O Sr. Secretário de Estado dos Assuntos Fiscais: - Sr. Presidente, quero apenas dizer que, tanto quanto me parece, as propostas 66-C, 67-C, 68-C, 69-C e 70-C, de Os Verdes, violam o direito comunitário e a 6.ª Directiva, dado que a matéria nelas versada não consta do seu anexo H.
Quanto ao conteúdo das propostas 71-C e 72-C, de Os Verdes, devo dizer que já fomos condenados pelo Tribunal de Justiça das Comunidades Europeias a esse propósito, pelo que, tanto quanto me parece, elas não podem ser aprovadas.

O Sr. Presidente: - Tem a palavra o Sr. Deputado Victor Baptista.

O Sr. Victor Baptista (PS): - Sr. Presidente, dada a intervenção do Sr. Secretário de Estado, prescindo, pois era exactamente isso que pretendia dizer em relação a estas propostas.

O Sr. Presidente: - Srs. Deputados, vamos, então, votar…

A Sr.ª Isabel Castro (Os Verdes): - Peço a palavra, Sr. Presidente.

O Sr. Presidente: - Faça favor, Sr.ª Deputada.

A Sr.ª Isabel Castro (Os Verdes): - Sr.

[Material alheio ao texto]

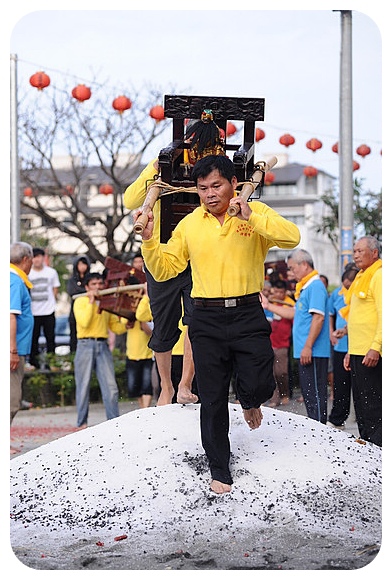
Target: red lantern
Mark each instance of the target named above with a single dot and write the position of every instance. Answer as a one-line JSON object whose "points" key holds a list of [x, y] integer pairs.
{"points": [[81, 93], [314, 144], [310, 171], [363, 150], [40, 80], [106, 189], [157, 113], [231, 129], [287, 140], [269, 178], [121, 104], [68, 190]]}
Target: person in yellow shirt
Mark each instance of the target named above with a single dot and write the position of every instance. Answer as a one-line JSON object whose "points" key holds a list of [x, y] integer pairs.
{"points": [[228, 329], [139, 356], [92, 350], [364, 327], [166, 299]]}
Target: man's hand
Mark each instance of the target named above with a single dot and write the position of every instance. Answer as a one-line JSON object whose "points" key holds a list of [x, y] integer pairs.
{"points": [[244, 208], [147, 232], [371, 358]]}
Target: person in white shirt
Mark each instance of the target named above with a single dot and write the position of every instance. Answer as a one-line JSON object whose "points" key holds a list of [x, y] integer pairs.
{"points": [[44, 293]]}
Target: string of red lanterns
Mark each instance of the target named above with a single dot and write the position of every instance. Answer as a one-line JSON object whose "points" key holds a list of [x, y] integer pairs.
{"points": [[106, 189], [81, 93], [314, 144], [40, 80], [310, 171], [157, 113], [122, 104], [287, 140]]}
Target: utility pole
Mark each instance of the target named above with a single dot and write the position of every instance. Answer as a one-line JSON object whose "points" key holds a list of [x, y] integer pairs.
{"points": [[346, 189], [14, 183]]}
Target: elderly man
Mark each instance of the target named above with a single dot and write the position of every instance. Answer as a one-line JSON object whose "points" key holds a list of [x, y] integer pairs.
{"points": [[310, 332], [21, 320], [364, 327], [228, 329]]}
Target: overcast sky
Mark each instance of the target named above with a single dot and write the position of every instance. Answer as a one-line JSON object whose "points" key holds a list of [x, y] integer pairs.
{"points": [[289, 57]]}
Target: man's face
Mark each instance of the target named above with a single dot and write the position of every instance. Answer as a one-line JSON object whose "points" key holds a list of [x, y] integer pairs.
{"points": [[138, 263], [95, 284], [215, 192], [279, 293], [38, 261], [363, 256], [298, 271]]}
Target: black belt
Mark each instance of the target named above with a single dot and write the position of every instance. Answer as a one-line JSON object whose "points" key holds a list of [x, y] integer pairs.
{"points": [[227, 302]]}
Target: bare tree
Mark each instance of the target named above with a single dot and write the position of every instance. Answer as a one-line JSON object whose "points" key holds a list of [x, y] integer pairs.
{"points": [[101, 146]]}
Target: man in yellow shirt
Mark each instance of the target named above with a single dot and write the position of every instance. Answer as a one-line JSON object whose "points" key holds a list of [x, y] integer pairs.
{"points": [[92, 350], [364, 328], [228, 329], [167, 299]]}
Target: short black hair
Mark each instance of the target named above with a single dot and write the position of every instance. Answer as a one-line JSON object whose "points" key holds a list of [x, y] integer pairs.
{"points": [[207, 164], [280, 284]]}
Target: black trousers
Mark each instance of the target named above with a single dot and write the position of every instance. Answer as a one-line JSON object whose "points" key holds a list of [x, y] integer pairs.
{"points": [[47, 323], [366, 383], [341, 390], [227, 340], [313, 379], [168, 300]]}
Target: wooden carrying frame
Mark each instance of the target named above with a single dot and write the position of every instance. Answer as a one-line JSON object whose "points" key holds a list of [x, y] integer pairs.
{"points": [[171, 159], [118, 302]]}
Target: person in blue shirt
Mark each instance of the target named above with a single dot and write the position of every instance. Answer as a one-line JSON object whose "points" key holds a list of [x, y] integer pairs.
{"points": [[341, 377], [21, 320], [311, 344]]}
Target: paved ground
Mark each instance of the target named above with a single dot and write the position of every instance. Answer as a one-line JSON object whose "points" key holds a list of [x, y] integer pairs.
{"points": [[35, 427]]}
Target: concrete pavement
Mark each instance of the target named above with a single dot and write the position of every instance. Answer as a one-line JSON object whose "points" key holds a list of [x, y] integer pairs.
{"points": [[34, 427]]}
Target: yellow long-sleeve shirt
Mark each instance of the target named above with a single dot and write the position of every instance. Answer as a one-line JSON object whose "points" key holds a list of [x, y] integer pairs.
{"points": [[91, 324], [135, 194], [137, 339], [218, 253], [364, 323]]}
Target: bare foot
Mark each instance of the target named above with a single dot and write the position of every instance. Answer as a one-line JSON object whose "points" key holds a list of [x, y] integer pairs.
{"points": [[185, 396], [253, 417], [166, 397], [219, 487]]}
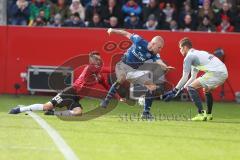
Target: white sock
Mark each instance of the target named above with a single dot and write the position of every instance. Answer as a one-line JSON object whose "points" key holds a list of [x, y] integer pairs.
{"points": [[33, 107], [64, 113]]}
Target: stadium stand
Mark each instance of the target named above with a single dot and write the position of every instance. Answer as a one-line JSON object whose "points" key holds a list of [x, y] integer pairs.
{"points": [[194, 15]]}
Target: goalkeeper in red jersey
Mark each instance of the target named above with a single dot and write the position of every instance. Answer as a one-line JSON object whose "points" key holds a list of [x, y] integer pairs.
{"points": [[70, 96]]}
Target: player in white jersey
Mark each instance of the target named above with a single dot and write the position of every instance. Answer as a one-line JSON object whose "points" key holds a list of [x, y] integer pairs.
{"points": [[215, 74]]}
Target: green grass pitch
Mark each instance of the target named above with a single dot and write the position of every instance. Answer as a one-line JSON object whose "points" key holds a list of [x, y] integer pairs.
{"points": [[119, 136]]}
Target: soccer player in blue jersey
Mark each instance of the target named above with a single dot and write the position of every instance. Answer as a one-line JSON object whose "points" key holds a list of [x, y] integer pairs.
{"points": [[139, 52]]}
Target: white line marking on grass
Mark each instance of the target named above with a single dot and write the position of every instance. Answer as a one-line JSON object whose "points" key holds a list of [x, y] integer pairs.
{"points": [[57, 139]]}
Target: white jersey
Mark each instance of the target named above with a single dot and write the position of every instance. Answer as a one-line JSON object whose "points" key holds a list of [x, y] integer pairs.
{"points": [[202, 61]]}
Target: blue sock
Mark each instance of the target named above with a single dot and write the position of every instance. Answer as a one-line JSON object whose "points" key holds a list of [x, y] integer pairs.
{"points": [[112, 91], [148, 101], [193, 93]]}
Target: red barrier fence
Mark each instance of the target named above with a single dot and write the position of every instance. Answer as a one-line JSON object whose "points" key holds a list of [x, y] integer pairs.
{"points": [[23, 46]]}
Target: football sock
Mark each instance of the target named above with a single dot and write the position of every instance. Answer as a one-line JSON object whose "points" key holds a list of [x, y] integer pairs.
{"points": [[148, 101], [193, 93], [112, 91], [209, 101], [64, 113], [33, 107]]}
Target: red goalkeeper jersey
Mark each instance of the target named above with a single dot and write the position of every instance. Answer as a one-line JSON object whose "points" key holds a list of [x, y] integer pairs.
{"points": [[90, 76]]}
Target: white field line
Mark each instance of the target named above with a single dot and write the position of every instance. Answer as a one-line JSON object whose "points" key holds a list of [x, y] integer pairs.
{"points": [[57, 139]]}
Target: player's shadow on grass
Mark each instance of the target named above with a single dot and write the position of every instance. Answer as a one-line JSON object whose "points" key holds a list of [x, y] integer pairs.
{"points": [[92, 114]]}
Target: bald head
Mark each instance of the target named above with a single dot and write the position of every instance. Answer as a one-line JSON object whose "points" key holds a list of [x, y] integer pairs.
{"points": [[156, 44]]}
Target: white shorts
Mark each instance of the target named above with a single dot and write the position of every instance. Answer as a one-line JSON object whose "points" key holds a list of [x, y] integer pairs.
{"points": [[212, 80]]}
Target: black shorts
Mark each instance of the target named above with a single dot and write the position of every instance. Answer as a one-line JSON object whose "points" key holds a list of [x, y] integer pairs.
{"points": [[67, 98]]}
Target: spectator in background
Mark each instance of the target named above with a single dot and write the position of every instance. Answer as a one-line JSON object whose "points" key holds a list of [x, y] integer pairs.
{"points": [[74, 21], [173, 26], [35, 8], [151, 8], [237, 28], [225, 25], [206, 25], [76, 7], [20, 12], [93, 8], [60, 8], [218, 4], [188, 24], [113, 10], [86, 3], [152, 23], [96, 21], [57, 21], [38, 22], [131, 7], [133, 22], [113, 23], [187, 10], [206, 10], [170, 13], [43, 16], [225, 11]]}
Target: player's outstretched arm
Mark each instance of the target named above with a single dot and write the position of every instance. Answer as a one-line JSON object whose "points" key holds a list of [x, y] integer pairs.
{"points": [[164, 66], [120, 32]]}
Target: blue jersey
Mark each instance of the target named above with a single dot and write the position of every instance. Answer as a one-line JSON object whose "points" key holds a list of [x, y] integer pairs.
{"points": [[138, 53]]}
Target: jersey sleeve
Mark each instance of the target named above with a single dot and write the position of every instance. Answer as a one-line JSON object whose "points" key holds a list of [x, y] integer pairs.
{"points": [[135, 38]]}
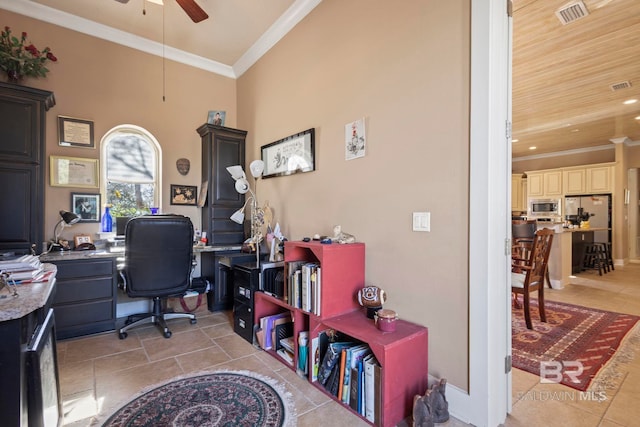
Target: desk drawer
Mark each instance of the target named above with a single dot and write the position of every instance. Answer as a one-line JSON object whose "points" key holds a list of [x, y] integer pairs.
{"points": [[84, 268], [83, 289], [83, 314]]}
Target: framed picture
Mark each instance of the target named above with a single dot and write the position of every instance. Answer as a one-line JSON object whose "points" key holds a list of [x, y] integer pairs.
{"points": [[216, 117], [75, 132], [183, 194], [86, 206], [73, 172], [293, 154], [79, 239]]}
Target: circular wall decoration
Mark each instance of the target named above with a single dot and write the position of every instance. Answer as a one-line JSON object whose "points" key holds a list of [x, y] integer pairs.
{"points": [[183, 166]]}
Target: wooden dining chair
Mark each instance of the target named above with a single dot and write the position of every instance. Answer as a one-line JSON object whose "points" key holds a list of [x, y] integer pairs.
{"points": [[529, 265]]}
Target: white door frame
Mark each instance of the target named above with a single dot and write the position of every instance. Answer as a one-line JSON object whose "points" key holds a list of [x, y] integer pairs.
{"points": [[488, 399]]}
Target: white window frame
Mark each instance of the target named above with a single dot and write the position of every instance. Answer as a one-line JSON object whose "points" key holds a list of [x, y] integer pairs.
{"points": [[153, 143]]}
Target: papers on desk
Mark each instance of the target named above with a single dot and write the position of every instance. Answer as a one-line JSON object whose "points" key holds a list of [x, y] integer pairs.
{"points": [[24, 269]]}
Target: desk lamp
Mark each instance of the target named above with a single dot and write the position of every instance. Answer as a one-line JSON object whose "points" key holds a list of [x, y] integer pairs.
{"points": [[68, 218], [242, 186]]}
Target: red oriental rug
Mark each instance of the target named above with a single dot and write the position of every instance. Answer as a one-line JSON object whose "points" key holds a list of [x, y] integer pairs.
{"points": [[575, 343]]}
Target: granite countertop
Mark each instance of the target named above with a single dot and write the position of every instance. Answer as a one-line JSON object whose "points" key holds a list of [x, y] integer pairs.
{"points": [[31, 296], [585, 230]]}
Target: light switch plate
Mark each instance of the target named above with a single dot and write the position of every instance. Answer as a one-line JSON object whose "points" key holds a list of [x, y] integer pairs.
{"points": [[422, 221]]}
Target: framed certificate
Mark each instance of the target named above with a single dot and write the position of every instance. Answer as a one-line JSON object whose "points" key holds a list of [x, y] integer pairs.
{"points": [[75, 132], [73, 172]]}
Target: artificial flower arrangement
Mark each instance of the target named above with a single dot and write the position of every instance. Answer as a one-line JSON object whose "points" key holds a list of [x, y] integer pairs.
{"points": [[19, 59]]}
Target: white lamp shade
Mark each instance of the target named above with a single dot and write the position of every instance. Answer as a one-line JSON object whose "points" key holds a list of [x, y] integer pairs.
{"points": [[256, 167], [242, 186], [238, 216], [236, 172]]}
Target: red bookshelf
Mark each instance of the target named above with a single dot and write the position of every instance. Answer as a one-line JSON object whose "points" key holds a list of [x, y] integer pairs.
{"points": [[402, 354]]}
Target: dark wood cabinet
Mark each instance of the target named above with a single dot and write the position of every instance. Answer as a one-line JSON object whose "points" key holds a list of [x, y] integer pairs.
{"points": [[85, 301], [221, 147], [22, 157], [217, 267]]}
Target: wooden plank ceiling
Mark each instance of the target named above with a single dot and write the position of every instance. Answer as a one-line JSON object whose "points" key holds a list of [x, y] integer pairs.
{"points": [[562, 75]]}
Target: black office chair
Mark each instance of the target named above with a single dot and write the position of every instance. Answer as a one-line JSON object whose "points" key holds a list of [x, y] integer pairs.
{"points": [[158, 262]]}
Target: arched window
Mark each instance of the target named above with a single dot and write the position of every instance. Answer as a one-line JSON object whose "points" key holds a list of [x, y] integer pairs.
{"points": [[131, 172]]}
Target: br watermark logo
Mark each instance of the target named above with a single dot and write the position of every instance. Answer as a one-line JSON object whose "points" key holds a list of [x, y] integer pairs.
{"points": [[552, 371]]}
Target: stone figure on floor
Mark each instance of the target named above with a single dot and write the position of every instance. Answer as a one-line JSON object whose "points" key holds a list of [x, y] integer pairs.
{"points": [[432, 407]]}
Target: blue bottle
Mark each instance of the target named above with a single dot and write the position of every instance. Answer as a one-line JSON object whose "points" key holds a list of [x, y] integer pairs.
{"points": [[107, 220]]}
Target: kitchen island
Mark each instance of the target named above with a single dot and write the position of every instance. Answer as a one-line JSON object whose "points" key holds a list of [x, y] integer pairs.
{"points": [[567, 251]]}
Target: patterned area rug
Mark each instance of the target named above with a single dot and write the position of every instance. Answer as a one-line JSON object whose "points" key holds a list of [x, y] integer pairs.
{"points": [[572, 334], [228, 398]]}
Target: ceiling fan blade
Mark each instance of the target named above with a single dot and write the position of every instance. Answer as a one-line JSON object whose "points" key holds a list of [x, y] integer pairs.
{"points": [[192, 9]]}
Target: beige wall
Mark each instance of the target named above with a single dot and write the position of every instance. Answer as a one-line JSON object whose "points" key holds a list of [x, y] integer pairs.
{"points": [[112, 85], [406, 71]]}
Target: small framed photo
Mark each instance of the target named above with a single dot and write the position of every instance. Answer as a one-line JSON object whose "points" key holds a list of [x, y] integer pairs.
{"points": [[184, 194], [86, 206], [79, 239], [216, 118], [293, 154], [75, 132]]}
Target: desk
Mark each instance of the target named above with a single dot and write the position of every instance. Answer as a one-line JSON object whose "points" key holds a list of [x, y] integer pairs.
{"points": [[88, 300], [20, 317]]}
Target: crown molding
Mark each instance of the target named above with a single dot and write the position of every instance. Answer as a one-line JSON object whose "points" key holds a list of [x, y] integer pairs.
{"points": [[298, 10], [285, 23]]}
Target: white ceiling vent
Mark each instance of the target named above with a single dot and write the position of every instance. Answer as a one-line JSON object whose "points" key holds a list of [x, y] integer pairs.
{"points": [[571, 12], [620, 85]]}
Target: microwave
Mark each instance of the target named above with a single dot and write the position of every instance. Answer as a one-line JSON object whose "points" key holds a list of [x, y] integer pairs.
{"points": [[544, 208]]}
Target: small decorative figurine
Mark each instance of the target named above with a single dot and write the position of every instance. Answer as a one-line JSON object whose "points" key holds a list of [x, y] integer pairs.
{"points": [[432, 407], [372, 298], [341, 237]]}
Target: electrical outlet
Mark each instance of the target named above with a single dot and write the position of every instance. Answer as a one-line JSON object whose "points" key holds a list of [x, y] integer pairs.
{"points": [[422, 221]]}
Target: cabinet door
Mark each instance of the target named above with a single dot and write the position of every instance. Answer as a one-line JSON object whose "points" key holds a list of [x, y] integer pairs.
{"points": [[516, 192], [22, 146], [535, 185], [574, 181], [599, 180], [553, 183]]}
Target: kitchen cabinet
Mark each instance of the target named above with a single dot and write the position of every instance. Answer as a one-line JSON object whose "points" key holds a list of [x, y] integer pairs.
{"points": [[221, 147], [518, 193], [544, 183], [588, 180], [22, 156], [574, 181]]}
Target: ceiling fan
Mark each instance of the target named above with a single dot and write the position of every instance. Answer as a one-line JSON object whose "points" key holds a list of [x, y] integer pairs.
{"points": [[191, 8]]}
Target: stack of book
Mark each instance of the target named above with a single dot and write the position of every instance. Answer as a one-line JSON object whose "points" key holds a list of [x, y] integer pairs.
{"points": [[350, 372], [304, 289], [24, 269]]}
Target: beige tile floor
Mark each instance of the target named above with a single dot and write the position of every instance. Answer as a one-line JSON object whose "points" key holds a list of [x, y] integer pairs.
{"points": [[98, 373]]}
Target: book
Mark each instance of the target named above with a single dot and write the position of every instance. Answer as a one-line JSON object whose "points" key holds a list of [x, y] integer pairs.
{"points": [[330, 360], [350, 363], [285, 355], [343, 358], [369, 387]]}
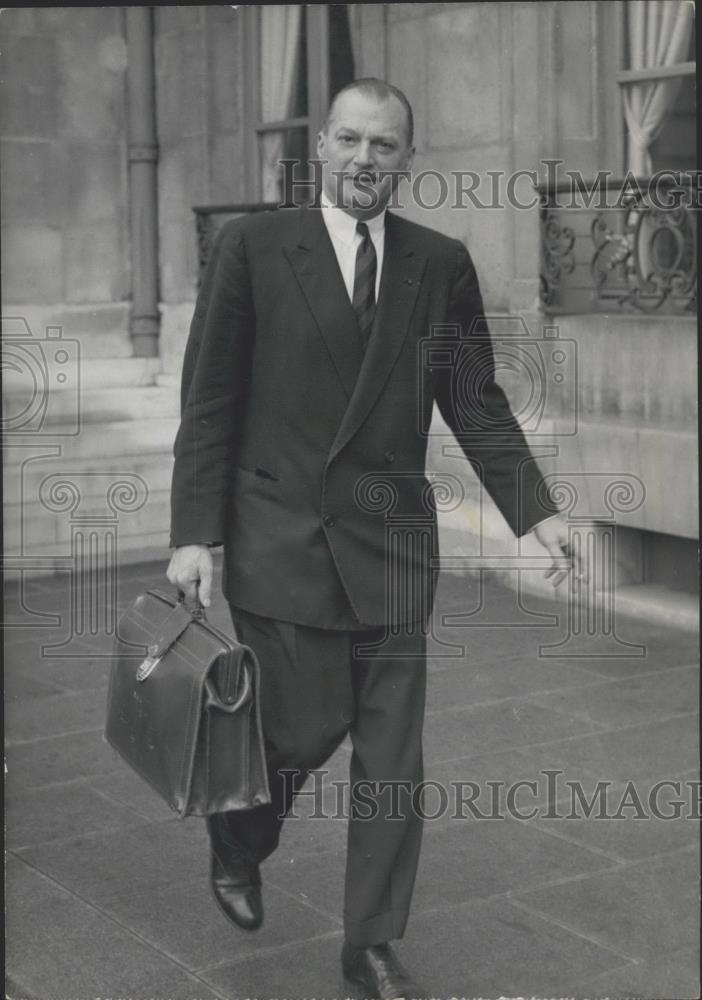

Presidente, se me permite, se, em relação à matéria contida na proposta 72-C, eu própria assumi que há um diferendo com a União e que a questão está em tribunal, em relação às outras, não há uma orientação que, em nosso entendimento, nos «amarre» a esta leitura. Por isso, parece-me gravíssimo que um país que tem a dependência energética que nós temos - entre 1999 e 2000, aumentou em 380 milhões de contos a sua factura energética - esteja tão preocupado em fazer interpretações ainda mais abrangentes do que aquela que a União Europeia nos impõe.